AF: Well we’ve been talking to Matter about a possible collaboration and exhibition, it’s all very tentative at the moment but we’ve got further meetings coming up.

VS: And we’ve also been doing quite a lot of exploration into using microscopic imagery and polarizing lenses so it really distorts colours, so it’s all very sensory. We’ve only had one meeting so things are all very loose, but we’ll see what happens!


Could you tell us a bit about your creative process, what stages do you go through to creative a 'finished' image?

A concept or an area of exploration will always come first; this can often be quite personal or subjective so it then becomes a journey of how to communicate that idea visually. I find lots of references and look back at other experiments or work and find links or avenues that could be taken further. We spend lots of time in the studio trying ideas then take time to assess the outcome go back to improve and develop them further. I love the collaborative process as it brings together small snippets of ideas and makes them into something spectacular.

What was it about Anna and Victoria’s work that initially attracted your attention?

I’ve known Anna and Vics for years, we all started out at about the same time and have always collaborated on work, so we’ve grown together. We share a sense of adventure and experimentation, we don’t care if the project fails, and somehow it never does; we always come away with something really exciting and fresh.

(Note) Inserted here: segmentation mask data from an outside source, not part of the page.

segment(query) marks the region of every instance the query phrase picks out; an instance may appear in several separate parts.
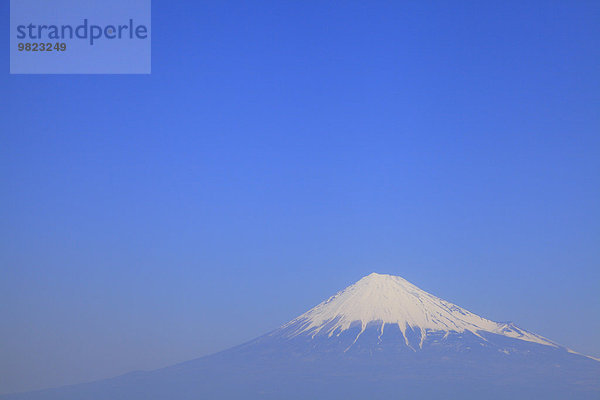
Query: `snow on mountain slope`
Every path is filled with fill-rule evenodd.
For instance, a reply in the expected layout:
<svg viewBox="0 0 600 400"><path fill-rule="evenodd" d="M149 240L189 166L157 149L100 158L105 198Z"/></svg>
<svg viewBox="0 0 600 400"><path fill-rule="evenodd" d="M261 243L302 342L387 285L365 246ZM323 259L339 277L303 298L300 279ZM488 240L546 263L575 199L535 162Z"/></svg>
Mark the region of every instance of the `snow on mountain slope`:
<svg viewBox="0 0 600 400"><path fill-rule="evenodd" d="M510 338L558 347L550 340L527 332L511 323L490 321L455 304L437 298L407 280L372 273L347 287L281 330L288 337L300 334L339 335L351 325L361 326L358 337L369 323L378 323L381 333L386 324L397 324L407 340L406 330L420 328L422 346L428 332L465 332L480 336L490 332ZM356 341L356 340L355 340ZM407 341L408 344L408 341Z"/></svg>

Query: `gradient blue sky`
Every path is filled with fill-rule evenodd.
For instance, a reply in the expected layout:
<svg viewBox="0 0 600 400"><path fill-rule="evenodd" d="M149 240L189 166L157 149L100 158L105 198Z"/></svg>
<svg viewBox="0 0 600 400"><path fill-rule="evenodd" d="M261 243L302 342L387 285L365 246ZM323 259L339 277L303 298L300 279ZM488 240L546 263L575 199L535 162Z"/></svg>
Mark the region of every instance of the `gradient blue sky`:
<svg viewBox="0 0 600 400"><path fill-rule="evenodd" d="M0 41L0 392L239 344L373 271L600 356L598 1L152 16L149 76L11 76Z"/></svg>

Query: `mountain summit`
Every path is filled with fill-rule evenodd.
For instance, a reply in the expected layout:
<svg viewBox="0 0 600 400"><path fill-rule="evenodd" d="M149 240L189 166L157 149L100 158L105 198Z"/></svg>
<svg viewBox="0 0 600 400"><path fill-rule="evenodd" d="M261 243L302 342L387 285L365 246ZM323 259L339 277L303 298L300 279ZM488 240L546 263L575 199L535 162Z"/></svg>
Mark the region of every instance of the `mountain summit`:
<svg viewBox="0 0 600 400"><path fill-rule="evenodd" d="M0 399L400 397L599 399L600 362L514 324L480 317L398 276L373 273L229 350L156 371Z"/></svg>
<svg viewBox="0 0 600 400"><path fill-rule="evenodd" d="M292 328L290 337L302 333L339 336L351 326L360 325L356 339L368 326L376 325L383 335L385 326L397 325L408 345L407 330L418 328L423 347L428 333L468 331L488 332L557 347L548 339L512 324L493 322L464 308L435 297L407 280L372 273L337 293L310 311L284 325Z"/></svg>

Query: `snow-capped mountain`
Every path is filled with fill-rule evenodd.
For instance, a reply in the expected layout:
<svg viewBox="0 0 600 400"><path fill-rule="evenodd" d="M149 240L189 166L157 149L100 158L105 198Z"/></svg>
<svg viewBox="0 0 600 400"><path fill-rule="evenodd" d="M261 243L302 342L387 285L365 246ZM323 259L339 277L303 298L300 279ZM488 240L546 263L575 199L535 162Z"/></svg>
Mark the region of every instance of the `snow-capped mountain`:
<svg viewBox="0 0 600 400"><path fill-rule="evenodd" d="M371 274L232 349L2 400L600 399L600 362Z"/></svg>
<svg viewBox="0 0 600 400"><path fill-rule="evenodd" d="M315 308L285 324L290 338L310 333L339 336L358 324L360 331L376 325L380 338L386 325L397 325L409 345L406 331L419 329L419 347L423 347L428 333L479 332L499 334L528 342L558 347L550 340L517 328L510 323L493 322L473 314L455 304L437 298L407 280L392 275L372 273L354 285L330 297Z"/></svg>

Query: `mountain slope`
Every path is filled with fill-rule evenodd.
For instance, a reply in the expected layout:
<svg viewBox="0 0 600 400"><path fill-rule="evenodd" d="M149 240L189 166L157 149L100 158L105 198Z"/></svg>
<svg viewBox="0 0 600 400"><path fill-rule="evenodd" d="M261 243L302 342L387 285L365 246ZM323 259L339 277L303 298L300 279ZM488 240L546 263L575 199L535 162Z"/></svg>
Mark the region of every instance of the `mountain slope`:
<svg viewBox="0 0 600 400"><path fill-rule="evenodd" d="M3 400L600 399L600 362L371 274L281 328L172 367Z"/></svg>

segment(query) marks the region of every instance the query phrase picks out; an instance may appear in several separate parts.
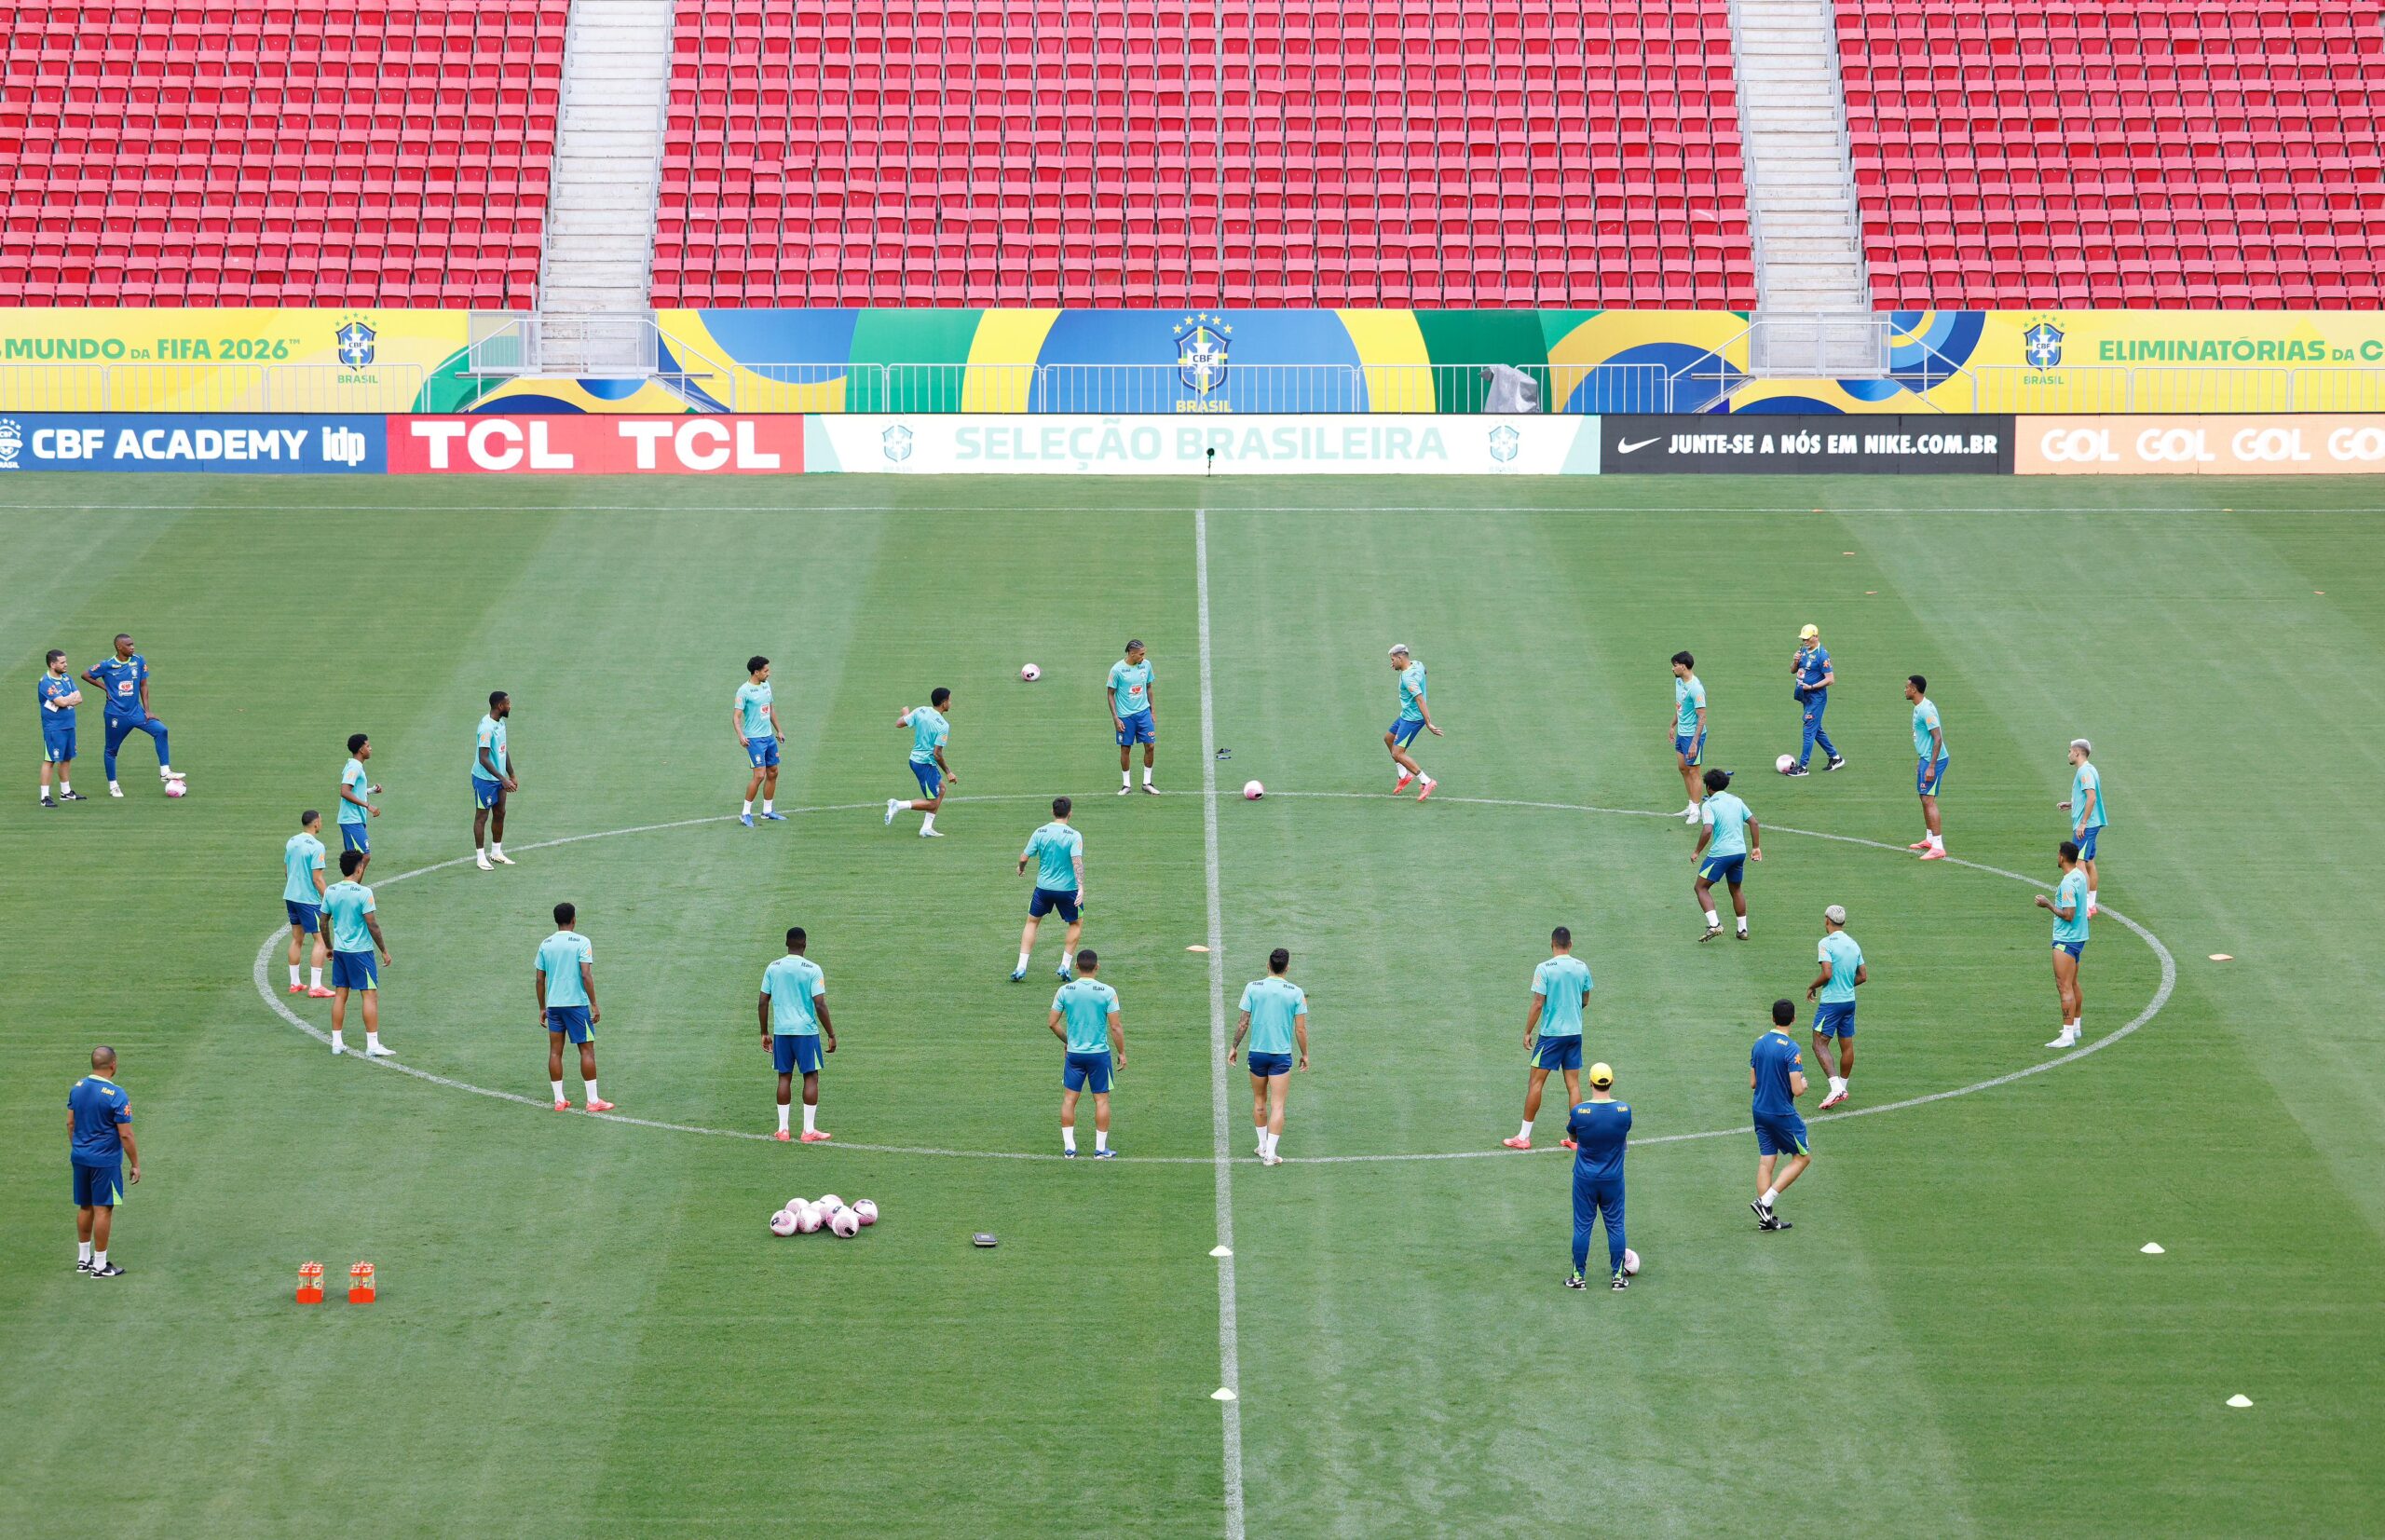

What parallels – if any – do you draw between your working processes and style and that of Lightning and Kinglyface?

The conceptualising stage is so important to us, it’s easy to have wild ideas but actually producing something coherent is the tricky part. This doesn’t stop us going of on tangents, but a strong overarching theme or concept helps you make the right choices and edits when something brilliant and unexpected happens.

What are your favourite material and/or processes to work with?

I love all materials equally, the thing that draws me in is texture and finish, you can photograph the most overlooked or industrial material and turn it into something unexpected and beautiful, that for me is the magic.